Population pharmacokinetic analysis of tacrolimus TDM data in stable kidney transplant patients
Golubović B (1), Vučićević K (1), Jovanović M (1), Radivojević D (2) , Kovačević Vezmar S (1), Prostran M (3), Miljković B (1)
(1)Department of Pharmacokinetics and Clinical Pharmacy, University of Belgrade - Faculty of Pharmacy, Belgrade, Serbia (2) Nephrology Clinic, Clinical Centre of Serbia, University of Belgrade, Belgrade, Serbia (3) Department of Pharmacology, Clinical Pharmacology and Toxicology, University of Belgrade - School of Medicine, Belgrade, Serbia
Objectives: The aim of the study was to explore pharmacokinetic characteristics of tacrolimus and potential factors that significantly contribute to its variability in stable kidney transplant patients.
Methods: TDM data for period about one year after transplantation of 45 stable adult kidney transplant patients were collected from patients’ records. All measured concentrations were trough. Pharmacokinetic analysis was performed using NONMEM® software (version 7 level 2) and Perl speaks NONMEM (version 3.5.3). A one-compartment model with first-order absorption and elimination was used as a structural model. Influences of demographic characteristics, biochemical variables and co-therapy on clearance (CL/F) were analyzed. FOCEI was used for parameters estimation and internal validation was performed.

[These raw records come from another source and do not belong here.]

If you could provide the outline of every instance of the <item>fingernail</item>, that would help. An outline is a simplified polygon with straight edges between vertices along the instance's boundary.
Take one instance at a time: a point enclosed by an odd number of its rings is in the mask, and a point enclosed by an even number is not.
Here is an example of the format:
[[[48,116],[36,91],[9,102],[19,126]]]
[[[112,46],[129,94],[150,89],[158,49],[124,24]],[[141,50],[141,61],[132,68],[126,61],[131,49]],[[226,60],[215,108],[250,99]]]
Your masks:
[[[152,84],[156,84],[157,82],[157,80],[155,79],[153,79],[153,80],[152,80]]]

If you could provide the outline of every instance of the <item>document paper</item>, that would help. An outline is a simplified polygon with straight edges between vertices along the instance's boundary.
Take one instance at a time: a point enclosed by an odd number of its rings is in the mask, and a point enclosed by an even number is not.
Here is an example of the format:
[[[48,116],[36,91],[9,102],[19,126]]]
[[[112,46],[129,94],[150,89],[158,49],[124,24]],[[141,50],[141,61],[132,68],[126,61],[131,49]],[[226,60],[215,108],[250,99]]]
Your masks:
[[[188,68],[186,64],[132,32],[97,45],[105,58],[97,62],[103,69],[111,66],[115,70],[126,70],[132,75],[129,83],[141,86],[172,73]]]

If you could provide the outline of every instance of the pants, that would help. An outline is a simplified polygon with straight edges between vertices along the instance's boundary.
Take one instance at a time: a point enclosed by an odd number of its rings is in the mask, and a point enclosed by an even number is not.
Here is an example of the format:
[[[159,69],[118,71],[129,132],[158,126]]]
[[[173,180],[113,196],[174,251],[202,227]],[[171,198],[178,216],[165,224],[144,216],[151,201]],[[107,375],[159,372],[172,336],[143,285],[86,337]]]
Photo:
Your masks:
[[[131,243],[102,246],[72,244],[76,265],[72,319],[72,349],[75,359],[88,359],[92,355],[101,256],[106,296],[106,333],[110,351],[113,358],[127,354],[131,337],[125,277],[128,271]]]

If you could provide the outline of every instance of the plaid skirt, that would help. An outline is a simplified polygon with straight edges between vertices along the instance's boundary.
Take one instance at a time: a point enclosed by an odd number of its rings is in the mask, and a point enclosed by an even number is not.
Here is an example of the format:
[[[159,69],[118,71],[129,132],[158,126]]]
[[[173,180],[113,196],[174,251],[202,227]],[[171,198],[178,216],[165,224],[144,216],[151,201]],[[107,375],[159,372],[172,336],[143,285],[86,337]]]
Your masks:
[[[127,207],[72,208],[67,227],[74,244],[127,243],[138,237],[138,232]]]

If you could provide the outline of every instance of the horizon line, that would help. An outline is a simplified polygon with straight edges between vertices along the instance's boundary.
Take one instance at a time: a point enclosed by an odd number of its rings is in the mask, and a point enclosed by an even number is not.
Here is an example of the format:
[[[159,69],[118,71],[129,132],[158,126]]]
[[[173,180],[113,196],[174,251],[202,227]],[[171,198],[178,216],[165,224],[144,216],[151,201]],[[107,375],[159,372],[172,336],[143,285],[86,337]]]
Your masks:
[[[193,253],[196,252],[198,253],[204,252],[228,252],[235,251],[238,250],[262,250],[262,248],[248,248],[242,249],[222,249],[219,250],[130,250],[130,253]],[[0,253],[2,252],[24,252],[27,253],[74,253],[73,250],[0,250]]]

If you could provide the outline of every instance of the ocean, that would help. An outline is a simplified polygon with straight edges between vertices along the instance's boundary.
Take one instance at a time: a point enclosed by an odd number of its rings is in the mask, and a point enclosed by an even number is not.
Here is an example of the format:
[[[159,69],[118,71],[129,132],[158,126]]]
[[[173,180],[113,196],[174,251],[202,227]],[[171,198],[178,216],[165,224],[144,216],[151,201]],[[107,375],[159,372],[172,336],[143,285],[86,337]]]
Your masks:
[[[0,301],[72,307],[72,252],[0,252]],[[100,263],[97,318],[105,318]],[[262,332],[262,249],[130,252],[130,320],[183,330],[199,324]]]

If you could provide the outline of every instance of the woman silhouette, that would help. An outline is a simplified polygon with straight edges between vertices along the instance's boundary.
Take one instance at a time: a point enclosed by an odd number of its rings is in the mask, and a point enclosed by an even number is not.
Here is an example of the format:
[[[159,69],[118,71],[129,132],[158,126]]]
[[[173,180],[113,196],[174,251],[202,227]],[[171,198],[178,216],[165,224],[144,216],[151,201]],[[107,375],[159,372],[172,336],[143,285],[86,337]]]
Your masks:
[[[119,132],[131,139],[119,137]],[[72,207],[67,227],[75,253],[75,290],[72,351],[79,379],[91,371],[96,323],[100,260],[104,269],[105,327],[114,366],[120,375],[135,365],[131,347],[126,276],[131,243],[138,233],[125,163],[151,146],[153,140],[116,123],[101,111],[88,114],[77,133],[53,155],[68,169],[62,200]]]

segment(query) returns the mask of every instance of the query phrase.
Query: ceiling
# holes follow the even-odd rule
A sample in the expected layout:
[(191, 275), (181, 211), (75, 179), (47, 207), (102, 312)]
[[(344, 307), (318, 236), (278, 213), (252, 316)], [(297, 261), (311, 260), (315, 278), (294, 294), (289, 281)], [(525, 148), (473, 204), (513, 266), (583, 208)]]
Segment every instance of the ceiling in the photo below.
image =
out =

Results: Interindividual variability of tacrolimus CL/F was best characterised by the exponential error model. Residual variability in tacrolimus concentrations was most adequately described by proportional model. Estimated typical clearance (CL/F) value was 4.27L/h. Among tested covariates significantly influences on CL/F were recorded for weight (WT) and daily dose of tacrolimus (DTAC). In the forward modelling building step inclusion of DTAC decreased OFV by 24.283, while inclusion of WT in the submodel with DTAC decreased OFV by 13.999. Omissions of these factors in backward step induced increment in OFV by 34.432 and 13.999. The mean interindividual coefficient of variability for CL/F in the final model was 14.2 %, while residual variability was 0.302. Internal validation indicated acceptable stability of the final model and precision and predictive performance.
Conclusions: In the present study tacrolimus CL/F was found to increase with WT and DTAC. Relationship between CL/F and DTAC may be due to so-called TDM effect. Other analyzed covariates did not influence tacrolimus CL/F significantly.
References:
[1] Golubović B, Vučićević K, Radivojević D, Kovačević Vezmar S, Prostran M, Miljković B. Total plasma protein effect on tacrolimus elimination in kidney transplant patients – population pharmacokinetic approach. Eur J Pharm Sci. 2014; 52: 34–40.
[2] Ahn, J.E., Birnbaum, A.K., Brundage, R.C., 2005. Inherent correlation between dose and clearance in therapeutic drug monitoring settings: possible misinterpretation in population pharmacokinetic analyses. J Pharmacokinet Pharmacodyn 32, 703-718.